For the foregoing reasons, the Board’s decision denying the plaintiffs’ application for a special permit pursuant to Bylaw § 282.24.G is affirmed, and the plaintiffs’ claims are dismissed in their entirety, with prejudice. Judgment shall enter accordingly.


By the court (Long, J.)


Deborah J. Patterson, Recorder

Dated: 30 June 2008


[Note 1] Ashland’s zoning bylaws are contained in the “Zoning Chapter” of its bylaws, § 282-1 et seq.

[Note 2] The two properties, merged together, have sufficient frontage and area to satisfy the current bylaw’s dimensional requirements. This is not the case for either property, viewed separately.

[Note 3] By assent of the parties, a directly abutting property owner, Andrew Stucchi, was allowed to intervene in this action to protect his interests, and he joins with the defendants in their arguments.

[Note 4] Town of Ashland’s Memorandum in Opposition to the Plaintiffs’ Motion for Judgment on the Pleadings at 8 (Oct. 30, 2006).

[Note 5] The text of Rule 12(c) reads “[a]fter the pleadings are closed but within such time as not to delay the trial, any party may move for judgment on the pleadings. If, on a motion for judgment on the pleadings, matters outside the pleadings are presented to and not excluded by the court, the motion shall be treated as one for summary judgment and disposed of as provided in Rule 56, and all parties shall be given reasonable opportunity to present all material made pertinent to such a motion by Rule 56.”
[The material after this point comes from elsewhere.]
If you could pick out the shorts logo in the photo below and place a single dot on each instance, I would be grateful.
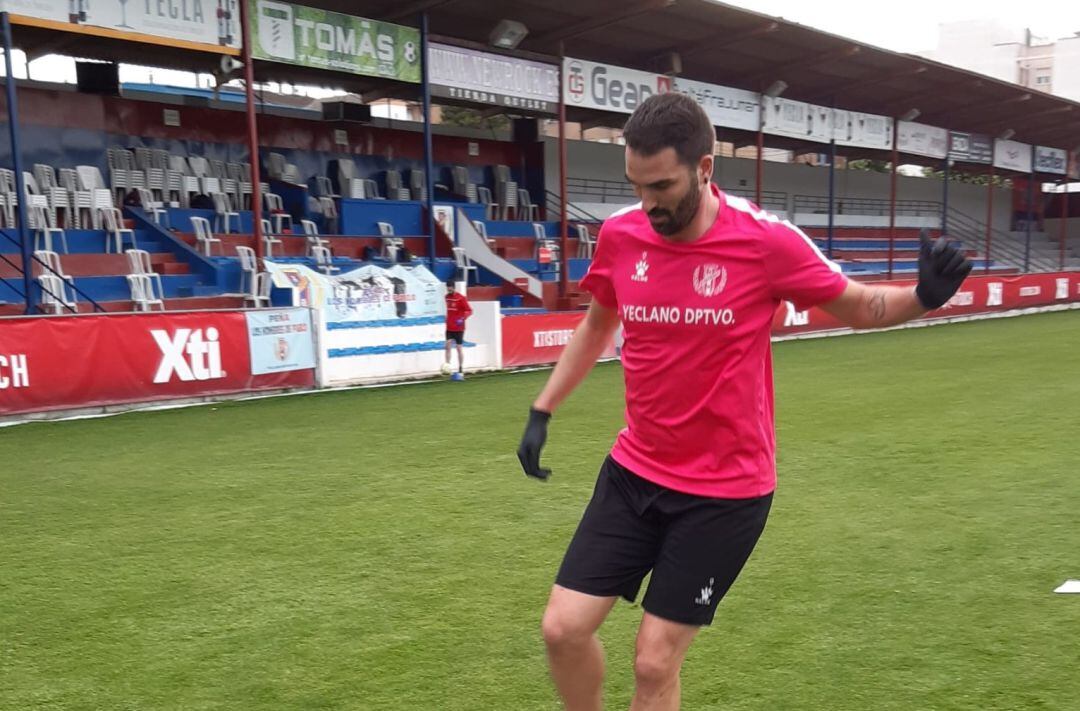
(706, 594)
(710, 279)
[Note 6] The bylaw in Seltzer stated, “[o]ne single-family dwelling may be erected on any lot, regardless of a common ownership with that of adjoining land located in the same residential district . . . ” 24 Mass. App. Ct. at 521-22 (emphasis added).

[Note 7] These are each dimensional requirements.

[Note 8] Memorandum in Support of Plaintiffs’ Motion for Judgment on the Pleadings at 8 (Oct. 5, 2006).

[Note 9] The portion of G.L. c. 40A, § 6 relevant to these bylaw provisions states, “[a]ny increase in area, frontage, width, yard, or depth requirements of a zoning ordinance or by-law shall not apply to a lot for single and two-family residential use which at the time of recording or endorsement, whichever occurs sooner was not held in common ownership with any adjoining land, . . .” (emphasis added).